Butyrate

The most biologically potent short-chain fatty acid (C4). Butyrate is the primary energy source for colonocytes, a histone deacetylase (HDAC) inhibitor with broad epigenetic effects, and a key anti-inflammatory mediator. Its depletion -- driven by loss of butyrate-producing bacteria under metal exposure, antibiotics, or poor diet -- is a near-universal feature of every disease covered in this wiki.

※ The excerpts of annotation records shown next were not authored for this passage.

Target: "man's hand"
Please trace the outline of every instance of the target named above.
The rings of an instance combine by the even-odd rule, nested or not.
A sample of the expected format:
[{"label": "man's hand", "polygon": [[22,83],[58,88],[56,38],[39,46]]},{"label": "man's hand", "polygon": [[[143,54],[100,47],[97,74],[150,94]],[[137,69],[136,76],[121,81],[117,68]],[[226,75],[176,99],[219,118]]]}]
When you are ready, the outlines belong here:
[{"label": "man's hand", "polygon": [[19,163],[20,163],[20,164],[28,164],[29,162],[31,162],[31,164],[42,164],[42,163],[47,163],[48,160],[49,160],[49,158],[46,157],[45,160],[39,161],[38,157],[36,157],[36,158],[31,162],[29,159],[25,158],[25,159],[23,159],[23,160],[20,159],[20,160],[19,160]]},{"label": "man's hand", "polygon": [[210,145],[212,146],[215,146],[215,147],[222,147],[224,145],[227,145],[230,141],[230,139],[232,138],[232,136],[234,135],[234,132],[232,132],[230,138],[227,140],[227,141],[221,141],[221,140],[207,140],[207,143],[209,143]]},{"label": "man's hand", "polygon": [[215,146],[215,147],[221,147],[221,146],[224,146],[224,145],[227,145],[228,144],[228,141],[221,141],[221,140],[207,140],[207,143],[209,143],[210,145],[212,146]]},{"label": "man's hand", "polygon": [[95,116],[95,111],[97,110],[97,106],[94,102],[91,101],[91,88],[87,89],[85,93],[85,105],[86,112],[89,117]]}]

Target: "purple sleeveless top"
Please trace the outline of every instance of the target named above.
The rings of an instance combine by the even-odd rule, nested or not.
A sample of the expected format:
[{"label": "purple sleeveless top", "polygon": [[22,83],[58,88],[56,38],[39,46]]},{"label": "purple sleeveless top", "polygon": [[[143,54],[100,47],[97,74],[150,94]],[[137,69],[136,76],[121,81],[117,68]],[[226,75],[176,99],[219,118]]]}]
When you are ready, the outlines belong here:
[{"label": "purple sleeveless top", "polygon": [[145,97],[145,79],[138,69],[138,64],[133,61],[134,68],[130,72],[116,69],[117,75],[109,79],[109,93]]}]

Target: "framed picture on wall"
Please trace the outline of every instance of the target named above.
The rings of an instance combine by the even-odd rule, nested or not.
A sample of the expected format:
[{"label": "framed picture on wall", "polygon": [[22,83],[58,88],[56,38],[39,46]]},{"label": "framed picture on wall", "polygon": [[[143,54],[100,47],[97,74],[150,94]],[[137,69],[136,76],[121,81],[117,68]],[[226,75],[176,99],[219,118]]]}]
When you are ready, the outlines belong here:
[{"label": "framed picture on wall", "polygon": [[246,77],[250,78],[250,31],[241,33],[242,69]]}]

For the full SCFA family, see short chain fatty acids.

Production

Butyrate is synthesized via the butyryl-CoA:acetate CoA-transferase pathway by obligate anaerobic bacteria:
- Roseburia (R. intestinalis, R. hominis): Major producers; enriched by dietary fiber and ketogenic diet in MS.
- faecalibacterium prausnitzii: The most abundant Firmicute in the healthy gut (~5% of total bacteria); its depletion is a hallmark biomarker of IBD.
- Coprococcus: Produces butyrate from lactate and acetate via cross-feeding.
- Eubacterium (E. rectale, E. hallii): Key cross-feeders that convert acetate and lactate to butyrate.
- blautia: Some species contribute via acetyl-CoA pathway.

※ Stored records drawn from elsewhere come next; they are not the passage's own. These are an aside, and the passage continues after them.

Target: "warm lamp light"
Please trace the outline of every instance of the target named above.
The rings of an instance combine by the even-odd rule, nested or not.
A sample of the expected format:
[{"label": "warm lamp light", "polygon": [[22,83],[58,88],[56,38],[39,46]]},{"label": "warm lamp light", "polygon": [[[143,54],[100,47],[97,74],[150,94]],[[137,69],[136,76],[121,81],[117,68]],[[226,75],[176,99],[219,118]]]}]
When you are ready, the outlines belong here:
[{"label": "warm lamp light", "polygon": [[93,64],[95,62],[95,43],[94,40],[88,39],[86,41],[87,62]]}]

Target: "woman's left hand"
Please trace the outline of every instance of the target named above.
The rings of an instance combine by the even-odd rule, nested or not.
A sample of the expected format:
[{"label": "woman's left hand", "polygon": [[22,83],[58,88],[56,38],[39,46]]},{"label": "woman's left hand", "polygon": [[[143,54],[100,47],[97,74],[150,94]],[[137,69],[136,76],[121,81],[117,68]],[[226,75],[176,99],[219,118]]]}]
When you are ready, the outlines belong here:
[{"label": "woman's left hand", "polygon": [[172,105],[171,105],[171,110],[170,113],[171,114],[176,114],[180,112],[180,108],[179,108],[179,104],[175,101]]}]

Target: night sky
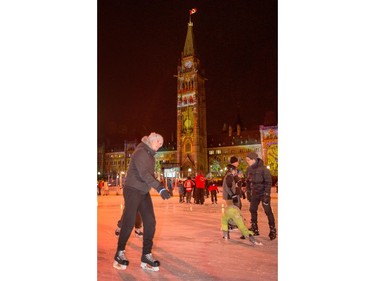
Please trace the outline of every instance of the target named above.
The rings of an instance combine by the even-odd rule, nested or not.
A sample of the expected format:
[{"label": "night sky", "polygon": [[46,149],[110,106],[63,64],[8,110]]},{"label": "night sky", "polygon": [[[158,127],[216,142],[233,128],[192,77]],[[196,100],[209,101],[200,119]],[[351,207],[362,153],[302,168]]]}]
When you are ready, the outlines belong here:
[{"label": "night sky", "polygon": [[208,134],[238,117],[257,129],[269,112],[277,124],[276,0],[99,0],[98,143],[176,136],[173,75],[192,8]]}]

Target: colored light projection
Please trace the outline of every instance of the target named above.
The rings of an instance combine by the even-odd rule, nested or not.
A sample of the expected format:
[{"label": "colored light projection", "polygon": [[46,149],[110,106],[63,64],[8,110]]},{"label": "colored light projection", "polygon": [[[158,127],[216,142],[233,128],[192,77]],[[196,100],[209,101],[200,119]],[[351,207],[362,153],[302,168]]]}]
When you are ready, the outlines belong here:
[{"label": "colored light projection", "polygon": [[272,176],[278,176],[278,131],[277,126],[260,126],[264,164],[270,167]]}]

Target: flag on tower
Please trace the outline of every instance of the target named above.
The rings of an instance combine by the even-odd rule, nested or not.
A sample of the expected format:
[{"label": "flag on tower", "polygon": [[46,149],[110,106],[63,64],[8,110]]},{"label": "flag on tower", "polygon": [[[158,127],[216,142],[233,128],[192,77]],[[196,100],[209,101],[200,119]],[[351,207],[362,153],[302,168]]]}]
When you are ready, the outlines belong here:
[{"label": "flag on tower", "polygon": [[192,15],[192,14],[194,14],[196,12],[197,12],[197,8],[193,8],[193,9],[190,10],[190,15]]}]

Cross-feeding is essential: acetate produced by bifidobacterium is converted to butyrate by Roseburia and Faecalibacterium, linking these communities functionally.

Mechanisms of Action

Colonocyte Energy (70% of Energy)

Butyrate is oxidized via beta-oxidation in colonocytes, consuming oxygen and maintaining the hypoxic luminal environment necessary for obligate anaerobe survival (see hypoxic signaling). Without butyrate, colonocytes switch to glucose fermentation, oxygen diffuses into the lumen, and the resulting aerobic environment favors pathobiont expansion -- a self-reinforcing cycle of dysbiosis.

HDAC Inhibition

Butyrate inhibits class I and II histone deacetylases, broadly opening chromatin and altering gene expression:
- Foxp3 upregulation: Drives naive T cell differentiation into regulatory T cells (Tregs), suppressing autoimmunity and chronic inflammation.
- NF-kB suppression: Reduces macrophage production of TNF-alpha, IL-6, and IL-12.
- Tight junction induction: Upregulates claudins, occludin, and ZO-1 expression in epithelial cells.
- Anti-proliferative: Inhibits cancer cell growth and induces apoptosis -- the Warburg paradox (cancer cells ferment glucose rather than oxidize butyrate, so butyrate accumulates as an HDAC inhibitor).

GPR109A (HCAR2) Signaling

Butyrate activates GPR109A on colonocytes, macrophages, and dendritic cells:
- Promotes IL-10 production and Treg differentiation.
- Suppresses nf kappa b-mediated inflammatory signaling.
- Niacin (vitamin B3) is an alternative GPR109A ligand, partially explaining the anti-inflammatory effects of niacin supplementation.

Disease Relevance

Butyrate depletion is documented in:
- IBD: F. prausnitzii loss is both diagnostic and mechanistic; butyrate enemas show therapeutic benefit.
- Cardiovascular disease: Reduced butyrate production correlates with increased tmao and endotoxemia [luqman 2024 intestinal microbiome cvd intervention].
- Neurodegeneration: Butyrate modulates microglial activation; shifts microglia from M1 (pro-inflammatory) to M2 phenotype.
- ASD: Fecal butyrate reduced; correlates with GI symptoms and behavioral severity.
- Colorectal cancer: Butyrate's anti-proliferative effect is protective; its loss removes a tumor suppressor.
- MS: Ketogenic diet enriches propionate/butyrate producers correlated with reduced MRI lesions.

Metal Connections

Heavy metals (Cd, Pb, Hg, As, Ni) selectively eliminate butyrate-producing bacteria because these are obligate anaerobes lacking the metal efflux pumps and biofilm defenses of pathobionts. The resulting butyrate deficit:
1. Starves colonocytes, breaking the gut barrier.
2. Removes HDAC-mediated anti-inflammatory tone.
3. Shifts the luminal environment from anaerobic to aerobic, favoring Enterobacteriaceae.
4. Increases metal absorption through the damaged barrier, amplifying the cycle.